Izzo passionate discussing Weber's firing
Tom Izzo was only a few minutes into his postgame press conference when somebody asked about the news of the day -- Bruce Weber's firing at Illinois. He asked to wait until the end. 'My wife and I shed tears this morning,' he said. 'Some were for Bruce. Some were for our profession.'
INDIANAPOLIS -- Tom Izzo was only a few minutes into his postgame press conference when somebody asked about the news of the day -- specifically Bruce Weber's firing at Illinois.
"How about if we hold that until the end because I'd like to say some good things about my team, and then I'd like to get to some things that I think are not very good," Izzo said. "I will come back to it, I promise."
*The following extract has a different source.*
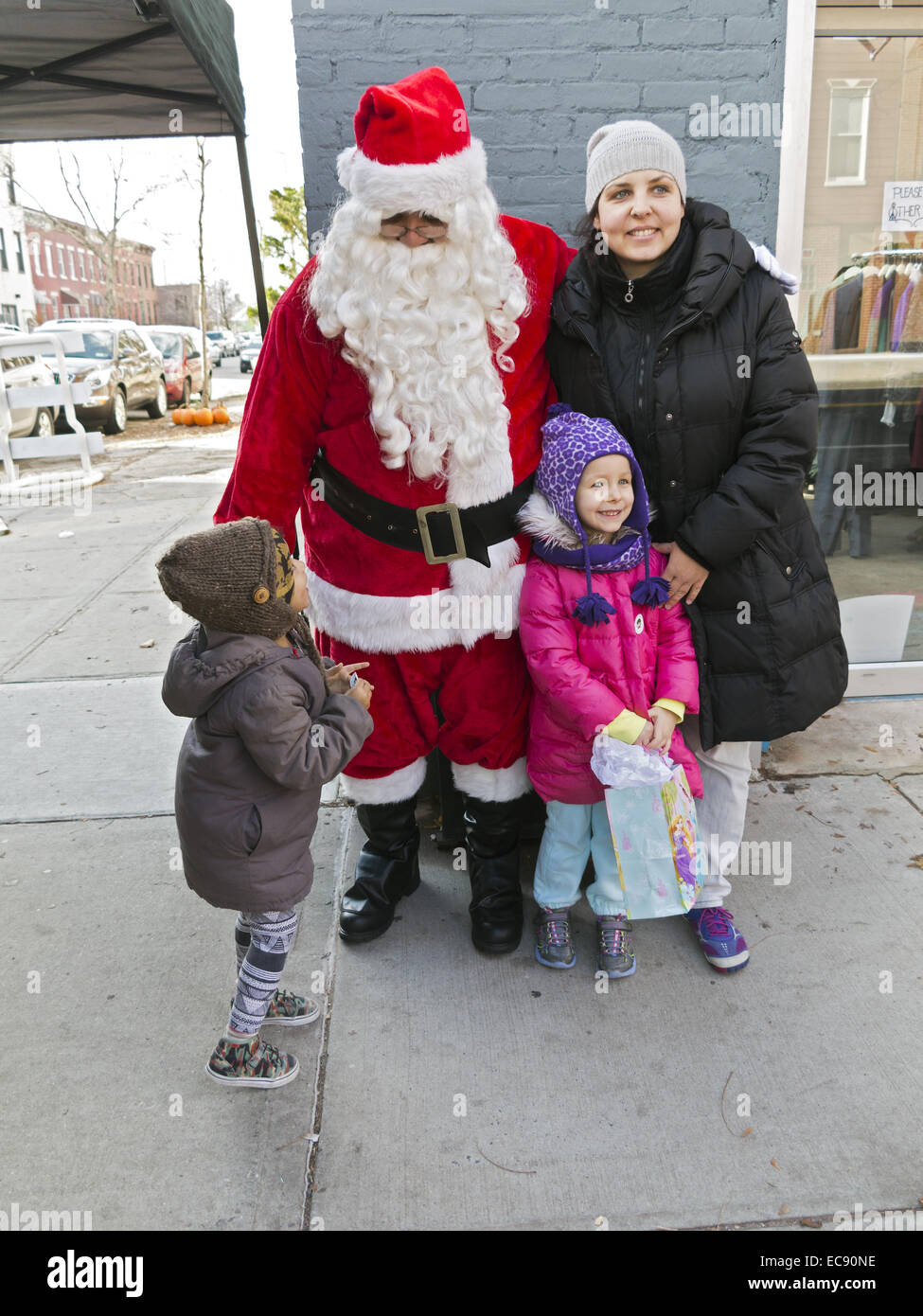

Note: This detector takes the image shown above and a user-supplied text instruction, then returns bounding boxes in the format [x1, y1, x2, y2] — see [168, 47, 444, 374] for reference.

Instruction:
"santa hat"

Izzo was true to his word. Before exiting the stage tucked away here in a corner of the Bankers Life Fieldhouse, the Michigan State coach -- whose Spartans had just cruised to a 92-75 win over Iowa in the Big Ten tournament quarterfinals -- spent several minutes talking passionately about the man he called a "friend" and "great coach," and Izzo made it clear this development made him feel "sick" about the direction of his profession.
"My wife and I shed tears this morning," Izzo said. "Some were for Bruce. Some were for our profession."
Izzo was most bothered by the fact that Illinois athletic director Mike Thomas went on radio Feb. 11 and declined to publicly back Weber while taking calls from frustrated fans. The Illini were 16-8 at the time with wins over Ohio State, Michigan State and Gonzaga. They were in all projected NCAA tournament brackets, but Weber's job security remained a hot topic. When asked about it that day, Thomas said this: "Yes, obviously, that's something people are paying attention to right now. As I've always said, I will assess the situation at the end of the season no different than I do with the other 18 sports, no different than I did for the football program. I need to look at the total body of work and all of the things that come into play as far as making those decisions. Because those are important decisions and they affect a lot of people."
Those comments caused national headlines and intensified the pressure on Weber. Illinois then lost seven of its next eight games, including Thursday's opener in the Big Ten tournament that dropped its record to 17-15 and led to Weber's firing Friday morning. Izzo traced the downward spiral directly to Thomas' comments. He said he believes Thomas "pulled the rug out from underneath" Weber at a point when the season was still salvageable.
"I think it was ridiculous the way that thing was handled," Izzo said. "And if I take abuse for that, I really don't care. ... This isn't about a friendship. This is about a profession. And whenever you're in an organization ... the only way you can be successful is if, top to bottom, from the president to the trainer, we're all on the same page.
"I feel bad for the Illini nation because somebody pulled the rug out from underneath them," Izzo added. "If you look at that team from [Thomas' statement], it went directly down. ... So I hope the administrator that made those comments has a good gameplan because [Illinois] lost a good guy. We lost a good guy. And I just hope he gets another job, and I'm going to do everything in my power to help him."